- Directed by: Edmond Séchan
- Written by: Jean-Claude Carrière Edmond Séchan
- Produced by: Vladimir Cosma
- Starring: Jean Rochefort Cristina Jardim Isabel Jardim Julien Guiomar Jacques Jouanneau
- Music by: Luiz Bonfá
- Distributed by: Les Artistes Associes
- Release date: 23 August 1968 (France);
- Running time: 95 minutes
- Country: France
- Language: French

= Pour un amour lointain =

Pour un amour lointain (English title: For a Distant Love) is a 1968 French romantic comedy film directed by Edmond Séchan.

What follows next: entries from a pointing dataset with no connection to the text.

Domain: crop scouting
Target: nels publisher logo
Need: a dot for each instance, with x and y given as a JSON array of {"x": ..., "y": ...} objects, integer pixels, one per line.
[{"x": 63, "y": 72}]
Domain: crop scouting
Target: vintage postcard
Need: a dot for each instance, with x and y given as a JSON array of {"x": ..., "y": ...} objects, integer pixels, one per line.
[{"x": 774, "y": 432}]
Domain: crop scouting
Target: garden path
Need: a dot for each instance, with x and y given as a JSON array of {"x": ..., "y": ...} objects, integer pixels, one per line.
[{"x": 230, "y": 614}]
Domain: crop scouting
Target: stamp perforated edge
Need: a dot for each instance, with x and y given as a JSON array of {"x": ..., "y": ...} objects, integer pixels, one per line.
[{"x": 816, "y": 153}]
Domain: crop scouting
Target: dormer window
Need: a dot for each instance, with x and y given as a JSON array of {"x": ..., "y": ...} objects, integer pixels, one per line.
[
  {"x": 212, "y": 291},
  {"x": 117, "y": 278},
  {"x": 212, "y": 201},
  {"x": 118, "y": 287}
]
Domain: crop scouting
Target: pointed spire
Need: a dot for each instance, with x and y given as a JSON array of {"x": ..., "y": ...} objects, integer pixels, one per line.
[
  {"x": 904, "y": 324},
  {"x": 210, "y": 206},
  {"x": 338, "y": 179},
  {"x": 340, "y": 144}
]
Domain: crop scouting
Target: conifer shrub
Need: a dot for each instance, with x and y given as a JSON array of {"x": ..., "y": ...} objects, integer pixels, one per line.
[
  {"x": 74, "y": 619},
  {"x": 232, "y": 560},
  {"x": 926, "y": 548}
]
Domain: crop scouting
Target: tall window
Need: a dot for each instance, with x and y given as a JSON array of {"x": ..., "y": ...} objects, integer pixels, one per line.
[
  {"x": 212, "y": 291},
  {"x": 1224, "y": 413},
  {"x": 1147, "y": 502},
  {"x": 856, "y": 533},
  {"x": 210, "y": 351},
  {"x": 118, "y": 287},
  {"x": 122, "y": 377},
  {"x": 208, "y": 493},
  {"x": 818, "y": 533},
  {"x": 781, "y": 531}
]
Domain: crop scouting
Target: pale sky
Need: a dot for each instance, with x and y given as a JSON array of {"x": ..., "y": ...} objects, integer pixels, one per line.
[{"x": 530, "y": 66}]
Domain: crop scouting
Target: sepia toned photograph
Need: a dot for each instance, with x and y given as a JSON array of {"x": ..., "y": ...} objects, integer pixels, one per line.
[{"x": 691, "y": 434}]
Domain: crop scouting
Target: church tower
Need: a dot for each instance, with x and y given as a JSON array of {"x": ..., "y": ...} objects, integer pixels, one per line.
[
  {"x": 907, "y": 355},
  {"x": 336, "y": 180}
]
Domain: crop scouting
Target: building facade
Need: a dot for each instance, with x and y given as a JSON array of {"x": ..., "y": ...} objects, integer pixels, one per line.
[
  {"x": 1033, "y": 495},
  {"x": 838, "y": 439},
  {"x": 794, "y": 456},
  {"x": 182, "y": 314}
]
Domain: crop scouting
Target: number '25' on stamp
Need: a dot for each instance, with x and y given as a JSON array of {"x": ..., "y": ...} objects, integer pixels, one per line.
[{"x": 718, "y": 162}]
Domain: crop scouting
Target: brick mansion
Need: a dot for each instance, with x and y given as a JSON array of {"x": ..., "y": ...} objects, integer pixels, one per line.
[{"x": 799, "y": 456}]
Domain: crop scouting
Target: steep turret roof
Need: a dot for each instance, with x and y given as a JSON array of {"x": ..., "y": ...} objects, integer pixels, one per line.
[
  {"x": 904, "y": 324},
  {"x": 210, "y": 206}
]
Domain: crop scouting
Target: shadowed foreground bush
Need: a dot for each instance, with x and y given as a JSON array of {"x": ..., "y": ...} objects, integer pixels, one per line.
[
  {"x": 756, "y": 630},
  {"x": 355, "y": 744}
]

The cast includes Jean Rochefort in the leading role. It was the feature debut of identical twins Cristina and Isabel Jardim. The film featured a bossa nova score by noted Brazilian composer Luiz Bonfá, which was released as a soundtrack album by Philips.

== Plot ==
Actors Guillaume, Adrien and Maxime are part of a French acting troupe on a Brazilian tour, performing Dom Juan and other Molière plays. Guillaume is a womaniser and becomes fascinated by translator Isabel when signing autographs after a performance in womaniser. She invites the trio to a party hosted by Isabel's father, a prominent architect, and makes her feelings for Guillaume plain. While the party goes on Isabel's twin sister Cristina is upstairs, unable to join in the reception due to a nervous illness that has robbed her of the use of her legs. Nevertheless Guillaume meets her by chance and immediately falls in love with her. As the tour moves on to Brasília and São Paulo he phones Cristina every day. Isabel discovers their blooming relationship and is torn between jealousy over her own feelings for Guillaume and her desire to see her sister happy, especially as the romance has seen Cristina recover and regain her mobility. The tour comes to a close and Guillaume pleads for Cristina to join him when he returns to France. She is unable to contemplate leaving her sister. Eventually Guillaume instead decides to stay in Brazil, bidding farewell to Adrien, Maxime and the rest of the company.

== Cast ==
- Jean Rochefort as Guillame
- Cristina Jardim as Cristina
- Isabel Jardim as Isabel
- Julien Guiomar as Maxime
- Jacques Jouanneau as Adrien
- Henriette Morineau as Aunt

== Release ==
The film was not a financial success, taking only $60,438 at the French box office.